Structured Query Language (SQL or 'sequel')
Powerful database language that allows users to create databases and manipulate data.
CRUD
Operations done on a database, short for Create, Read, Update and Delete.
Application Program Interface (API)
Software through which programmers can interact with database. Commonly implemented as a set of web services using HyperText Transfer Protocol (HTTP) and Representational State Transfer (REST).
Online Transaction Processing (OLTP)
A database designed for production use. Keeps the most current data and allows CRUD manipulation of data via queries.
Online Analytical Processing (OLAP)
Tools for turning data in the database into information. Often creates a second database (data warehouse) specialized for running analytical queries on the data so the transaction (production) database is not slowed down by analysis (and vice versa).

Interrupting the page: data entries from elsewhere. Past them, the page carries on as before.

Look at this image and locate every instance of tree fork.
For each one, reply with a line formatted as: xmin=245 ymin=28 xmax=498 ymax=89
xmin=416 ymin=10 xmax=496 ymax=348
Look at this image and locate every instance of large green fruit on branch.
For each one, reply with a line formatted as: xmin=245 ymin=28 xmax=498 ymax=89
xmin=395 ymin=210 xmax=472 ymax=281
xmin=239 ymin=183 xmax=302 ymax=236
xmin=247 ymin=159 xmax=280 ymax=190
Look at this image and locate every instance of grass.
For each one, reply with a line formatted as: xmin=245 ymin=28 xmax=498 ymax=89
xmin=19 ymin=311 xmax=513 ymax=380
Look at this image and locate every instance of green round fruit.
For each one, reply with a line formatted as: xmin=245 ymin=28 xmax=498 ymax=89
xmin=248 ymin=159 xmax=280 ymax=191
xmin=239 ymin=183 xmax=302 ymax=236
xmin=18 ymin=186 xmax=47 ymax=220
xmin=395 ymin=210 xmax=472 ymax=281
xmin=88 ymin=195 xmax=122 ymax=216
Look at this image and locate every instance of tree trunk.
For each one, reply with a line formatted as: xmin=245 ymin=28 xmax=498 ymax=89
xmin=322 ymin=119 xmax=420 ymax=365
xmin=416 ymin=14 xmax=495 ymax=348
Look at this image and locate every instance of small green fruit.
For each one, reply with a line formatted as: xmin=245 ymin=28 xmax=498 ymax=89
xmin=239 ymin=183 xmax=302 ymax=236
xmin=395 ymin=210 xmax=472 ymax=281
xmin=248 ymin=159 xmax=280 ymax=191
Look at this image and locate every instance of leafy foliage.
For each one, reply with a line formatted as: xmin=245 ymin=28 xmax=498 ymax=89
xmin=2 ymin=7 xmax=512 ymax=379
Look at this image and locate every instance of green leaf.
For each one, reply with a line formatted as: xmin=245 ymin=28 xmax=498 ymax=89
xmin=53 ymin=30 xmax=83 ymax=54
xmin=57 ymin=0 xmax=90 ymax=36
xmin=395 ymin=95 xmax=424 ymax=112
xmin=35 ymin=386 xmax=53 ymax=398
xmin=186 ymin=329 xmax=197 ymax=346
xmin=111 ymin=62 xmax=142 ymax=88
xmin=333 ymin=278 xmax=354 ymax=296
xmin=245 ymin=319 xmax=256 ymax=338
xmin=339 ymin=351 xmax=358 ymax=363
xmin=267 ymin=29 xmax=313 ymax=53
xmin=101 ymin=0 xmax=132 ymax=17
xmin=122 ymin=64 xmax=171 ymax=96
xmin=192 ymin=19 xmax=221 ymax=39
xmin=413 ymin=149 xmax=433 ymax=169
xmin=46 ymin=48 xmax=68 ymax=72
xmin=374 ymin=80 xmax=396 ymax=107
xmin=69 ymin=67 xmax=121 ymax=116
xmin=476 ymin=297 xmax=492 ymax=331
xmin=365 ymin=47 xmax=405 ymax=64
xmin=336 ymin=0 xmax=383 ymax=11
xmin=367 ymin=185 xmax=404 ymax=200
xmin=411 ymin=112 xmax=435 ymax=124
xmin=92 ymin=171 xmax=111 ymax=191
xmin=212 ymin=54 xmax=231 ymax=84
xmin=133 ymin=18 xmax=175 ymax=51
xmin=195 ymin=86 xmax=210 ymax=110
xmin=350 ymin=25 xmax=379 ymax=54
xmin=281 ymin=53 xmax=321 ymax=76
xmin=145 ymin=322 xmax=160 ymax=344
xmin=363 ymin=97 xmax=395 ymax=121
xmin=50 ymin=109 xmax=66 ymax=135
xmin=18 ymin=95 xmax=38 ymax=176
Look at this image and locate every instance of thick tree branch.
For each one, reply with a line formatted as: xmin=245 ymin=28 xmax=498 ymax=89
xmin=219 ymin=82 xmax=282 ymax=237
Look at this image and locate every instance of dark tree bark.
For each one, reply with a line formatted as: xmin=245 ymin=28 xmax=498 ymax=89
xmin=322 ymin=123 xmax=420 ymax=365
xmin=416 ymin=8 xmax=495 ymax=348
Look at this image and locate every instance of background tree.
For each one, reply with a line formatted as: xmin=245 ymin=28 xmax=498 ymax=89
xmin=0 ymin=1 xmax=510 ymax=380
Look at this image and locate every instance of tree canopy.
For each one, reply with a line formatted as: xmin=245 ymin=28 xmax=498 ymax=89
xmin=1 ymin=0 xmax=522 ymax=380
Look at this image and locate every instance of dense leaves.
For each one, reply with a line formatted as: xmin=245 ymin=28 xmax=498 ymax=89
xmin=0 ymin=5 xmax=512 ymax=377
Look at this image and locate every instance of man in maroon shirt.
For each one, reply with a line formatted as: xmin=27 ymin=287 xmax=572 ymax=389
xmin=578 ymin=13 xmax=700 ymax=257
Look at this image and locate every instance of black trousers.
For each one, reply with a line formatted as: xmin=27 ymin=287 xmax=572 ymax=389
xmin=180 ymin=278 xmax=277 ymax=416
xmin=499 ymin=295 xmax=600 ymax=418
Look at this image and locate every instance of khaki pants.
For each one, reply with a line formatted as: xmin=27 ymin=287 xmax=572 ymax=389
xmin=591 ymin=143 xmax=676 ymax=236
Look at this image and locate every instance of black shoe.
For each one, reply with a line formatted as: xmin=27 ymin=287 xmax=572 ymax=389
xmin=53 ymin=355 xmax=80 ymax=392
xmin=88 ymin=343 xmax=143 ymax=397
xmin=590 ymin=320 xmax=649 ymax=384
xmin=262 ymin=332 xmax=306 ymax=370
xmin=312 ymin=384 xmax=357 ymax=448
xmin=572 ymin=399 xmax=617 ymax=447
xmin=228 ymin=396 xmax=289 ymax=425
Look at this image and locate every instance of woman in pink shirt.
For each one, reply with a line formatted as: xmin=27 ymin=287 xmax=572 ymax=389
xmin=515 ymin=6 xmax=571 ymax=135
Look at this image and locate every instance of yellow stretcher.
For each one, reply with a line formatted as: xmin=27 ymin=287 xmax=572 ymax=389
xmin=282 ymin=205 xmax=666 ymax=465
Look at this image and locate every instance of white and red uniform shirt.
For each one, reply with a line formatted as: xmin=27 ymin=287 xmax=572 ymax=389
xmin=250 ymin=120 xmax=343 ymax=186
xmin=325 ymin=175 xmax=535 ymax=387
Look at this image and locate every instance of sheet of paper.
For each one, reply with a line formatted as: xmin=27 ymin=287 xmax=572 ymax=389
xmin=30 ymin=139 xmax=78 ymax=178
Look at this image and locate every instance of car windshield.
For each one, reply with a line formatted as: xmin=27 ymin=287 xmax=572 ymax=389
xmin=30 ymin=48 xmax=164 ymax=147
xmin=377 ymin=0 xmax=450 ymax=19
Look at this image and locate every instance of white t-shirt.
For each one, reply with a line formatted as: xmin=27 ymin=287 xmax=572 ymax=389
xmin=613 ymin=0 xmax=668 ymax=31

Analytical database/Data warehouse
Specialized database optimized for decision support. Often holds a historical copy of the data in the OLTP database and is refreshed with the most current data on a regular basis.
structured data
Data that conforms to a predefined data model.
unstructured data
Data that exists in its original, raw, state; that is the format in which it was collected and does not conform to a predefined data model.
semi-structured data
Data that has been processed to some extent. Example: email.
transaction
A sequence of one or more database requests that form a logical unit of work. A transaction must either complete successfully or abort (make no changes to the database).
Note: many definitions from Coronel and Morris.